There are some wonderful things about this school such as teaching social responsibility and the importance of protecting our environment but they give out an incredible amount of homework (in middle school at least) and offer no tutoring/after school assistance. If your child has any difficulties academically this is not a good school for you.
After 3 unsuccessful years at SES we have finally decided to move our child to a private school. In our opinion the first and foremost thing teachers in early grades have to do is to make children enjoy learning. The school failed on this big time. The homework assignments were easy but complex (most of the time spend with cutting and gluing than actually learning useful information), and they were rarely graded or returned; this lack of feedback severely undermines learning. The teachers and the principal behaved in ways that will never earn kids' respect, not a good social model. Big emphasis was placed on things that seemed inconsequential (like not wanting to stomp in mud!?). Starting at the private school mid-year she barely qualified to be in her grade (even with once a week private tutoring for 2 yrs). We don't understand how kids can learn in the chaos reigning at SES. All the "great" things SES offers are things parents do at home. I expect a school to teach study habits, self-governance, how to be part of society at large, general knowledge, and reading, writing, and arithmetic. SES is a fail in those areas. If you want your kids to succeed later, look elsewhere.

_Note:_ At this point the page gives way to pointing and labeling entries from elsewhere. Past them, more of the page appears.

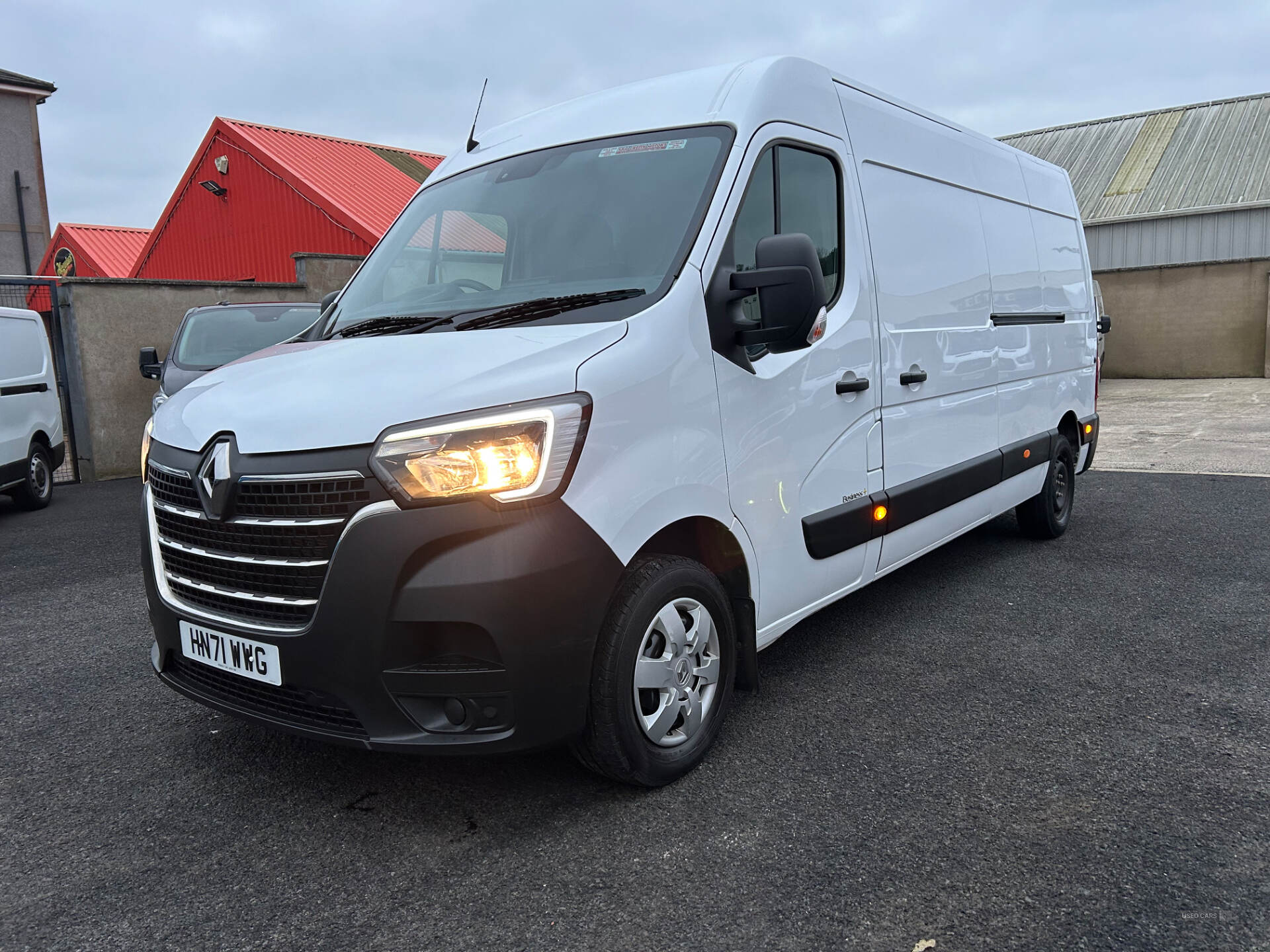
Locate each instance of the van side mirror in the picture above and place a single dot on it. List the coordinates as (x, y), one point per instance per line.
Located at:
(790, 292)
(150, 364)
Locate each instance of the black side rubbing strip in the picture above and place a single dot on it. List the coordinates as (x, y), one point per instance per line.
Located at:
(851, 524)
(1010, 320)
(1021, 456)
(840, 528)
(24, 389)
(925, 496)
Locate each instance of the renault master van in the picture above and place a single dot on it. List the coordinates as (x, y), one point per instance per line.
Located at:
(31, 414)
(630, 387)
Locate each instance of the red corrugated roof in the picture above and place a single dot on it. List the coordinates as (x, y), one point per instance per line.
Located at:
(349, 175)
(101, 251)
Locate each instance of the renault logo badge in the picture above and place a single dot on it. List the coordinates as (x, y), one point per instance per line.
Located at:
(216, 479)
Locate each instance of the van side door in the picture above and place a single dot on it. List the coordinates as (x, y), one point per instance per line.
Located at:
(939, 358)
(796, 424)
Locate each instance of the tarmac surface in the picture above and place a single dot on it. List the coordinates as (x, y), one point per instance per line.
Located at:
(1007, 744)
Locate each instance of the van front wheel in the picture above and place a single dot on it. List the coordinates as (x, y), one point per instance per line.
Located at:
(663, 673)
(1046, 516)
(36, 491)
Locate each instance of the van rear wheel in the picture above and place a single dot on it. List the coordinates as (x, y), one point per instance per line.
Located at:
(37, 489)
(663, 673)
(1046, 516)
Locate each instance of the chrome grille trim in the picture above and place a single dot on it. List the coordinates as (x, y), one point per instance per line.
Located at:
(316, 521)
(190, 611)
(302, 476)
(169, 470)
(244, 596)
(247, 560)
(177, 509)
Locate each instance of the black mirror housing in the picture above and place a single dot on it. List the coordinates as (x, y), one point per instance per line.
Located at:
(149, 364)
(790, 292)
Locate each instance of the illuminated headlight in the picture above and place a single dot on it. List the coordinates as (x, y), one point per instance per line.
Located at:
(512, 455)
(145, 447)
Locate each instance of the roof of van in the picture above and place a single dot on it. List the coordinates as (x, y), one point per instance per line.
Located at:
(1184, 159)
(745, 95)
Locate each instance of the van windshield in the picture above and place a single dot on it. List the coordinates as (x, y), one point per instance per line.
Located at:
(597, 230)
(219, 335)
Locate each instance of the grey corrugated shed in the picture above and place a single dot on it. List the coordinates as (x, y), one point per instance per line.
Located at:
(1188, 159)
(17, 79)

My child is thriving at Sunnyside Environmental. I would say it's not for every child or parent. There seems to be more emphasis on the whole child, and this is definitely not a "kill and drill" environment. I love the emphasis on personal responsibility and respect within the student body. The culture is unique, creative, and loving. My kid looks forward to going to school, and that says it all.

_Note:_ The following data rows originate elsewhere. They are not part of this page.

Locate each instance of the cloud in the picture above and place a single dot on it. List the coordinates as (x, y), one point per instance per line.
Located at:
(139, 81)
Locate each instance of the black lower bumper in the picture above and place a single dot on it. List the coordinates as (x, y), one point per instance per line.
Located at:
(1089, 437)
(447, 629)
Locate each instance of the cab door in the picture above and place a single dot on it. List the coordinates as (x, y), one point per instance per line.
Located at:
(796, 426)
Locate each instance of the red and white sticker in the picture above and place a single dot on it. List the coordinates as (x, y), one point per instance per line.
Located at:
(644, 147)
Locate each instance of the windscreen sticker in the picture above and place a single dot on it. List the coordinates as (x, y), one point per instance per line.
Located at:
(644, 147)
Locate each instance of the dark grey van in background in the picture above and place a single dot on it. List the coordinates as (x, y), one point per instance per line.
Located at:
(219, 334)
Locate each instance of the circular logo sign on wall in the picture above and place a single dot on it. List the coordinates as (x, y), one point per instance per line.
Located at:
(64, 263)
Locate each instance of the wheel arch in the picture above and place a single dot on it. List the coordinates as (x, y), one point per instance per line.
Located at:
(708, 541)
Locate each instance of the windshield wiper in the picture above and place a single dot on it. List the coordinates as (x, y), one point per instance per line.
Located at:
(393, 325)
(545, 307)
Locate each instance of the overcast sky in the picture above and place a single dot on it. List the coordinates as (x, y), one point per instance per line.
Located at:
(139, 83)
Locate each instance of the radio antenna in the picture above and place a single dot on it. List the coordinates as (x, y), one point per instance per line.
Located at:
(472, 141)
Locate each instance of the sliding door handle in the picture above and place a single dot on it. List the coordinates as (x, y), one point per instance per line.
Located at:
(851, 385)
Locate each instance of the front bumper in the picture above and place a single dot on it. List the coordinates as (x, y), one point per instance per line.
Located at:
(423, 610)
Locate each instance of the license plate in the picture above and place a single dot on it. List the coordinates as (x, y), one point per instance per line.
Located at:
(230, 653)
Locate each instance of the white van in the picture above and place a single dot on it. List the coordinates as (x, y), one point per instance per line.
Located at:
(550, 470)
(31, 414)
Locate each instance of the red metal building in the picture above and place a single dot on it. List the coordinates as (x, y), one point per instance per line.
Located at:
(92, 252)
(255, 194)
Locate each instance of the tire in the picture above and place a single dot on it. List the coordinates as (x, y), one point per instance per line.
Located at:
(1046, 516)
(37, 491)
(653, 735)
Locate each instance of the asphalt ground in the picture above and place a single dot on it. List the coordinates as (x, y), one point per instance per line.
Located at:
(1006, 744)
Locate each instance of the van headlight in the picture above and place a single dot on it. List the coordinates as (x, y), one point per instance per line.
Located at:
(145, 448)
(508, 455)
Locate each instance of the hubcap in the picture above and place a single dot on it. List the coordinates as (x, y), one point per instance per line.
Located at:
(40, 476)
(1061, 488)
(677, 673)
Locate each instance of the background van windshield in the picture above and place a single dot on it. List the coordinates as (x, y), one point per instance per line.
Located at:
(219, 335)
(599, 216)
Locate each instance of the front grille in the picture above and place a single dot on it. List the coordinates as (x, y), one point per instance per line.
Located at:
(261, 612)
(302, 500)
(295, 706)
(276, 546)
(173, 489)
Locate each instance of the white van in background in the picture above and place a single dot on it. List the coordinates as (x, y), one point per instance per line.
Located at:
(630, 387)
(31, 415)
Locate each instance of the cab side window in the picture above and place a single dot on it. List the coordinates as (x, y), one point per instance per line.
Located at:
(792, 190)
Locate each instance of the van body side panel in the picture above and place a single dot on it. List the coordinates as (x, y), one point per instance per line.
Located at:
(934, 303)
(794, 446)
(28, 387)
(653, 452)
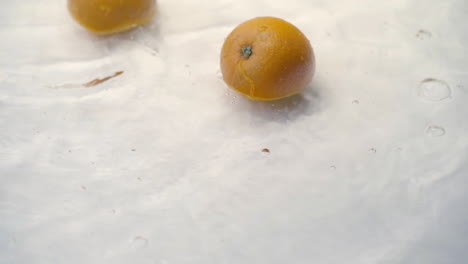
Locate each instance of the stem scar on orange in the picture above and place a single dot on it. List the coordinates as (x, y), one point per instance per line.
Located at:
(267, 58)
(111, 16)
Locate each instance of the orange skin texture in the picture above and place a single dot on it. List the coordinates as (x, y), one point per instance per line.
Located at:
(111, 16)
(281, 64)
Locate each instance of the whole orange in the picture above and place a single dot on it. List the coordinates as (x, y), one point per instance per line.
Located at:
(111, 16)
(267, 58)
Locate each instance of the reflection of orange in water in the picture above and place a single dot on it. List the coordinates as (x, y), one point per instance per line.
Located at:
(267, 58)
(111, 16)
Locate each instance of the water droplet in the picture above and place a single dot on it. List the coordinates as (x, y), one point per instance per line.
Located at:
(434, 90)
(423, 34)
(263, 28)
(140, 242)
(3, 76)
(435, 131)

Sunnyside Environmental School is a beautiful community for hands on learning. Our daughter transferred there during 3rd grade, She is now finishing 5th grade with a passion for reading, creative writing and the natural world. She loves her school and teachers. She has a deep sense of community. Morning "Gathering" is a time for singing and joy. She has ownership and pride in her school work. There is a emphasis on community service, right action and global awareness. The structure is a bit informal, but it encourages student autonomy and creativity on many levels. Perhaps it is not the right choice for every family, but it has been an amazing blessing for us. Long live Sunnyside and its devoted teachers & staff!!!!

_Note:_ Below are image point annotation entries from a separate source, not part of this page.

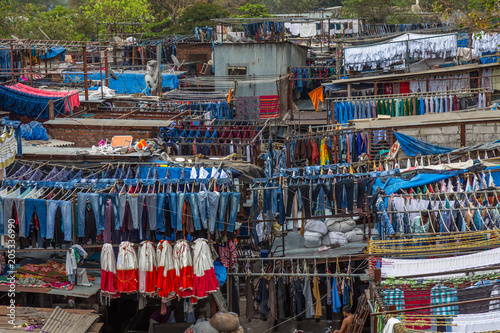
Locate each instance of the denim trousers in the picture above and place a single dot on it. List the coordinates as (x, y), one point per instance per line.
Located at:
(193, 201)
(203, 206)
(132, 202)
(213, 206)
(103, 198)
(40, 206)
(151, 204)
(221, 219)
(233, 211)
(23, 231)
(82, 202)
(8, 205)
(160, 210)
(65, 206)
(141, 198)
(172, 202)
(3, 224)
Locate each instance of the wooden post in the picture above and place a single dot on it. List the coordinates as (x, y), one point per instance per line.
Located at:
(12, 62)
(51, 109)
(85, 76)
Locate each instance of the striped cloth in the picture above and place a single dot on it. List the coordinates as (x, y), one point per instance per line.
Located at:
(394, 297)
(444, 295)
(8, 149)
(269, 106)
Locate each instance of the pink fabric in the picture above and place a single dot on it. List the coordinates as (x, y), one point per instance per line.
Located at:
(73, 98)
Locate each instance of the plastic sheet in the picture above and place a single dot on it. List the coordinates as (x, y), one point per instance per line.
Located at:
(34, 131)
(413, 147)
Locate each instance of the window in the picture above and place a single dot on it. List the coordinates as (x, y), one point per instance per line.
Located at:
(236, 70)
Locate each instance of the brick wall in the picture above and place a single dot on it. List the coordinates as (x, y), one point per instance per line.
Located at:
(86, 136)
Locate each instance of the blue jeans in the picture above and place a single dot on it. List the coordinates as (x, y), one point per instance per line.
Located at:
(224, 198)
(3, 224)
(193, 201)
(40, 206)
(151, 204)
(160, 210)
(66, 211)
(141, 197)
(82, 201)
(172, 202)
(213, 206)
(132, 202)
(202, 205)
(103, 197)
(233, 210)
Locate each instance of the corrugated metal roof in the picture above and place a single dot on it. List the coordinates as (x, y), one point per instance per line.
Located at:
(61, 321)
(130, 123)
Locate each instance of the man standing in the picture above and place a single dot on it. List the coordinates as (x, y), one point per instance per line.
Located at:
(348, 319)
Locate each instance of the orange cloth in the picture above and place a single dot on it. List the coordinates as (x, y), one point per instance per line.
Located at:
(316, 96)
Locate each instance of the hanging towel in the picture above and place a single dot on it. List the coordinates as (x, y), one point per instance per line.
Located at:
(316, 96)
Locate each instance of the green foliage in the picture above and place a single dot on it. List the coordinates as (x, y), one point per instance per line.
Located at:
(253, 10)
(25, 21)
(111, 11)
(380, 11)
(290, 6)
(198, 15)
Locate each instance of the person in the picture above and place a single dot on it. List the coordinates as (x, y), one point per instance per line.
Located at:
(348, 319)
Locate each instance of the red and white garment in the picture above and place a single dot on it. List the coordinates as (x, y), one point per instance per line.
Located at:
(205, 281)
(127, 274)
(159, 269)
(108, 271)
(183, 263)
(147, 268)
(167, 288)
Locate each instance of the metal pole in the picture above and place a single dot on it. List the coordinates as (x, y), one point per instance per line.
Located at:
(85, 76)
(158, 60)
(106, 65)
(100, 72)
(31, 70)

My son graduated from SES 2 years ago. He made great friends, had a good experience, but he didn't learn a thing. With little emphasis on academics or studying for the 3 years he was there, he consequently crashed his freshman year of high school. It took months for him to catch up with his peers from other middle schools. He had no study habits as they were not a requirement at SES. Despite the fact it is an environmental sciences school, my son and his SES friends scored poorly in their freshman biology class that was based on NW ecology and environment. Some of the middle school teachers are good, few are great, and a couple make me wonder why they are teachers in the first place. The math program under Sarah Taylor was sub-par. I hope it has improved with Amy. The mandatory weekly neighborhood field trips were a waste of time. There were no textbooks. The district based curriculum was ignored. And morning meeting was a social club, not a class. In case people wonder if perhaps my son had a poor experience because he is not a strong student, he is now at Cleveland earning A's and B's. His younger brother is at Mt. Tabor with text books, microscopes, and consistent teaching.